Короче, Станиславского с его знаменитым «не верю!» увидеть вблизи себя не ожидаю. Как изображу сценку, так и сойдёт. Главное, чтобы шею себе не свернуть, упав с кобылы, когда буду симулировать впадение в беспамятство.
Возглавить кавалькаду Ригер мне не даёт. Переживает за мою безопасность. Вдруг стрелы откуда-нибудь внезапно полетят? Амулеты, их отклоняющие, есть у каждого из нас, даже у Юльки. Только энергии в каждом из кулонов хватит на защиту от полутора-двух десятков выстрелов из луков или арбалетов. Беспокойство моего опекуна понятно — в залпе, направленном на меня одного, может оказаться большее число снарядов. Что ж, поеду и в середине строя.

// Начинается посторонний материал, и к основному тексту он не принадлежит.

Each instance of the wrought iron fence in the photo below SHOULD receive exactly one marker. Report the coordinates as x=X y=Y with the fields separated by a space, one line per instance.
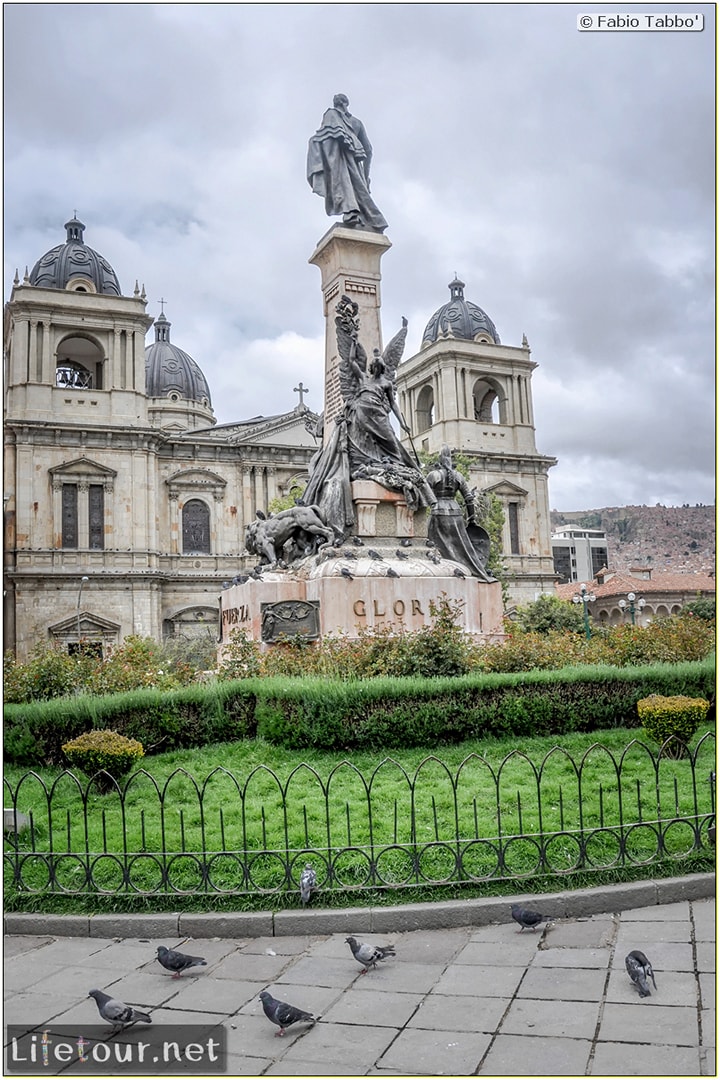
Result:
x=479 y=822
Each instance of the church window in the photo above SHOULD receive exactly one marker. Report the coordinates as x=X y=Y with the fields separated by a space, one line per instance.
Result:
x=96 y=515
x=79 y=364
x=514 y=528
x=487 y=405
x=72 y=376
x=195 y=528
x=424 y=409
x=69 y=515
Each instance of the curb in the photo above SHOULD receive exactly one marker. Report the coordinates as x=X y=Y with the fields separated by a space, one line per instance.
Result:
x=479 y=912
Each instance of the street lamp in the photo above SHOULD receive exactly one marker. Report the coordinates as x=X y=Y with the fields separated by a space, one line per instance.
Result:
x=584 y=597
x=630 y=605
x=82 y=582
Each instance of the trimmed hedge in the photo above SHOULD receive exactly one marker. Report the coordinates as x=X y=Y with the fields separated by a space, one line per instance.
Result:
x=364 y=714
x=376 y=714
x=160 y=719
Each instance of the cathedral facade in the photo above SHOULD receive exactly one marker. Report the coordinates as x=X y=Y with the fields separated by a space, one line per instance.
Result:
x=125 y=503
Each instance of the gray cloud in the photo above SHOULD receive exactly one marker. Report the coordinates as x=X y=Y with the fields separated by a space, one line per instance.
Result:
x=568 y=178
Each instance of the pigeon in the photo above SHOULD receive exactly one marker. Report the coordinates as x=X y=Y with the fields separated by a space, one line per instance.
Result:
x=369 y=954
x=308 y=883
x=282 y=1014
x=527 y=918
x=640 y=970
x=117 y=1012
x=177 y=962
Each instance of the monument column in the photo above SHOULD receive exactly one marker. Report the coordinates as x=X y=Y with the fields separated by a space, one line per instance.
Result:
x=349 y=261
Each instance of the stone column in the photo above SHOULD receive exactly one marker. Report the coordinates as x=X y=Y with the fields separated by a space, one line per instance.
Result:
x=349 y=261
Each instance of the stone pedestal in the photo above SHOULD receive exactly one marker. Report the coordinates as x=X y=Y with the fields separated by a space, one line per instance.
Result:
x=386 y=575
x=383 y=513
x=349 y=261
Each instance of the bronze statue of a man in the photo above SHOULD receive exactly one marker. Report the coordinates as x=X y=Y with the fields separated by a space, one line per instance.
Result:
x=339 y=157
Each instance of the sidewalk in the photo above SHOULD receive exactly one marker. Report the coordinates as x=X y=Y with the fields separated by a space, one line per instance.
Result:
x=457 y=1000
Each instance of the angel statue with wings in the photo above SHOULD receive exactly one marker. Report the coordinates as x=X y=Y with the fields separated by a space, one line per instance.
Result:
x=364 y=444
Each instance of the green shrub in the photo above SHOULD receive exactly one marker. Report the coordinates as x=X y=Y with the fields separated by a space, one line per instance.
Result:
x=549 y=612
x=675 y=718
x=104 y=751
x=703 y=607
x=241 y=657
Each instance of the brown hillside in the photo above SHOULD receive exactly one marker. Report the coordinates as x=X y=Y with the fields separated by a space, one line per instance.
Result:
x=667 y=538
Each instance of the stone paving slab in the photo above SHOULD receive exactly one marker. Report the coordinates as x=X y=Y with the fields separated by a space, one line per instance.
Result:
x=442 y=1053
x=515 y=1055
x=616 y=1058
x=462 y=999
x=641 y=1022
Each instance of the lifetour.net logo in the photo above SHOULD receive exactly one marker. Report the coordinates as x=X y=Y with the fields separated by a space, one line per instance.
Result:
x=191 y=1049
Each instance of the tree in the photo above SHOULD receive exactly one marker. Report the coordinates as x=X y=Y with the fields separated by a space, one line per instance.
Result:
x=286 y=501
x=703 y=607
x=549 y=612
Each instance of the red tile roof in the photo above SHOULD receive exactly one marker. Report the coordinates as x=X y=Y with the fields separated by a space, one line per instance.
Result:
x=622 y=583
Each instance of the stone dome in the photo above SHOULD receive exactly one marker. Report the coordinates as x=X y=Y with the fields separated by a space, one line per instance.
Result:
x=171 y=373
x=75 y=265
x=459 y=319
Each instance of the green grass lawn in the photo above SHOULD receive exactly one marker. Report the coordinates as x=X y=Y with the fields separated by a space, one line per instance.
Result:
x=477 y=812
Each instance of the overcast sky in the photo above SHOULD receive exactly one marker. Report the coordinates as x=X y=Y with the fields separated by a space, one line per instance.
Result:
x=568 y=177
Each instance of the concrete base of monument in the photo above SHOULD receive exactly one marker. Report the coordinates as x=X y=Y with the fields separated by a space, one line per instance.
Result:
x=385 y=575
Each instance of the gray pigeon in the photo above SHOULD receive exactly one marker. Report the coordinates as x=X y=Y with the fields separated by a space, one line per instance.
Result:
x=282 y=1014
x=368 y=955
x=527 y=917
x=640 y=970
x=308 y=883
x=117 y=1012
x=178 y=962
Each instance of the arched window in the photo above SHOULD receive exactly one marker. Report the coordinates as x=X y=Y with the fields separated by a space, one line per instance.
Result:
x=195 y=528
x=79 y=364
x=486 y=403
x=424 y=408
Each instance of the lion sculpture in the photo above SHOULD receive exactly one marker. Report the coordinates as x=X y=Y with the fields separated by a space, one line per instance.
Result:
x=287 y=536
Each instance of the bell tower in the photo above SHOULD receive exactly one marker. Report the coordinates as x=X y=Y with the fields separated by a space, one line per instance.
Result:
x=470 y=391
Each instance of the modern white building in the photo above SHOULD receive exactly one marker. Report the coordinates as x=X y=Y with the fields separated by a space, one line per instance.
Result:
x=579 y=554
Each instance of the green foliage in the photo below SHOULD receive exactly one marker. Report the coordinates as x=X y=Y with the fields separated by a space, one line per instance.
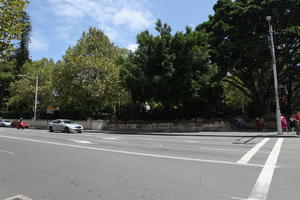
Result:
x=242 y=57
x=173 y=70
x=11 y=12
x=22 y=52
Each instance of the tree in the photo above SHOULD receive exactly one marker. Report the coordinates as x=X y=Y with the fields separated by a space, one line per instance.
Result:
x=12 y=26
x=244 y=60
x=22 y=52
x=22 y=91
x=173 y=71
x=88 y=76
x=7 y=75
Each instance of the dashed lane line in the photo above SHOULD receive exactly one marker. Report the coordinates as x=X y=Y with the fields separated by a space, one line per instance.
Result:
x=80 y=141
x=133 y=153
x=8 y=152
x=247 y=157
x=18 y=197
x=262 y=185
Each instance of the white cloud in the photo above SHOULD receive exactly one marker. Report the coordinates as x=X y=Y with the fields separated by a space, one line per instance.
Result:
x=136 y=19
x=132 y=47
x=38 y=44
x=132 y=14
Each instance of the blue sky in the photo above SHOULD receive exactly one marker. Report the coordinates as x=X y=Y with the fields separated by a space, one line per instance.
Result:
x=58 y=24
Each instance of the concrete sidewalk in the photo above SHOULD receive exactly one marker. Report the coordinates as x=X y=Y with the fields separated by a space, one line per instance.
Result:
x=203 y=133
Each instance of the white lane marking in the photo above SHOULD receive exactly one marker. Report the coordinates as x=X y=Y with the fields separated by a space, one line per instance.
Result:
x=110 y=138
x=134 y=153
x=247 y=157
x=80 y=141
x=262 y=185
x=233 y=150
x=6 y=151
x=19 y=197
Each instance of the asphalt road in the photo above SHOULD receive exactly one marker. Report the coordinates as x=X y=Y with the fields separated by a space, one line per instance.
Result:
x=89 y=166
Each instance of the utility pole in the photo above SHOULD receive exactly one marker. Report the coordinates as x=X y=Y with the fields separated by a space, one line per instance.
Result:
x=35 y=99
x=272 y=48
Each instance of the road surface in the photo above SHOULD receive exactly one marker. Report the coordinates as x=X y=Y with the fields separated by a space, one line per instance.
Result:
x=57 y=166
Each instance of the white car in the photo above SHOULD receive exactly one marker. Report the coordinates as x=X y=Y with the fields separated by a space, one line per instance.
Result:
x=5 y=123
x=64 y=125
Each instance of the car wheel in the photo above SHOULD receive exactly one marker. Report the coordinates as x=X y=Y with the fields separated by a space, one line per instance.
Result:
x=67 y=130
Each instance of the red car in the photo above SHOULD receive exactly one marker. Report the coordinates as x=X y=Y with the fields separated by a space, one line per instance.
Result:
x=18 y=125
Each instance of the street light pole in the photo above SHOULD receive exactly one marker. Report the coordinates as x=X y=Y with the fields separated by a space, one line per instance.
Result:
x=35 y=99
x=272 y=48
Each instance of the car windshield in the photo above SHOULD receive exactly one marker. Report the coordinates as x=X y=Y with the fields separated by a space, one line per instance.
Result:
x=68 y=122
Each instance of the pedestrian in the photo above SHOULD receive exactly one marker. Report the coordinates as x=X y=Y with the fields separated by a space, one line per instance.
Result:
x=284 y=123
x=20 y=123
x=292 y=123
x=296 y=122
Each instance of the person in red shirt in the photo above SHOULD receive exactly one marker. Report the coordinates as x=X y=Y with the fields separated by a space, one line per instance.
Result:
x=297 y=116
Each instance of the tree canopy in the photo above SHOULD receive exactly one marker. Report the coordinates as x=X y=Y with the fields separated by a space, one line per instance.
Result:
x=173 y=71
x=11 y=28
x=243 y=58
x=88 y=77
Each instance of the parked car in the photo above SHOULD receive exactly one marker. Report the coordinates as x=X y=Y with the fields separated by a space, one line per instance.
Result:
x=5 y=122
x=16 y=124
x=64 y=125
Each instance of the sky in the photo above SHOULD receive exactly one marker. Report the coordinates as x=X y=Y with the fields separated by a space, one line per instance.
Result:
x=59 y=24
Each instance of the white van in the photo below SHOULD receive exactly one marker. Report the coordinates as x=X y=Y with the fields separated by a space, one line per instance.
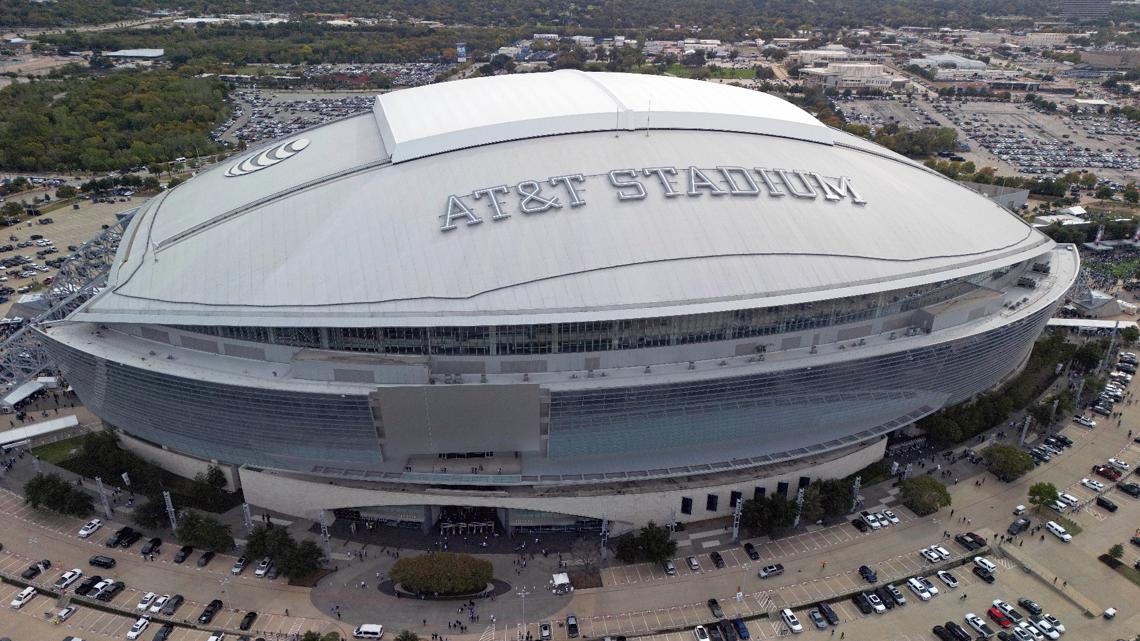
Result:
x=1058 y=532
x=23 y=598
x=368 y=631
x=919 y=589
x=791 y=622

— Юлька, догоняй, что скажу. — оборачиваюсь к девчонке, а когда та со мной поравнялась, доверительно сообщаю: — Читал в книге, что обсасывать грязные пальцы плохо для животика. Болеть будет.
— Так я же не грязь, а мёд слизываю. — смеётся девчонка. — Пальцы липкие. Что с тобой, Степ?! Милорд!
Первым свидетелем моего приступа стала она, молоденькая служанка. Разукрасить произошедшее всякими немыслимыми подробностями фантазии у неё хватит, и чем больше Юлька их вывалит на слушателей, тем меньше её всерьёз станут слушать.
— Горит, Юль, грудь горит! — произношу осипшим голосом и кладу свободную от уздечки руку на верх живота. — Больно. — страдальчески морщусь, закрываю глаза и начинаю медленно заваливаться вбок.
— Милорд! Господин Ригер! Он! — девчонка в испуге хватает меня обеими руками за локоть и сама чуть не сваливается на землю. — Милорд!
Но уже и без её слезливых криков все сообразили, что с его преподобием происходит что-то неладное. Упасть мне не дали. Отряд остановился, и бастарда Степа, бережно сняв с кобылы, уложили на траву.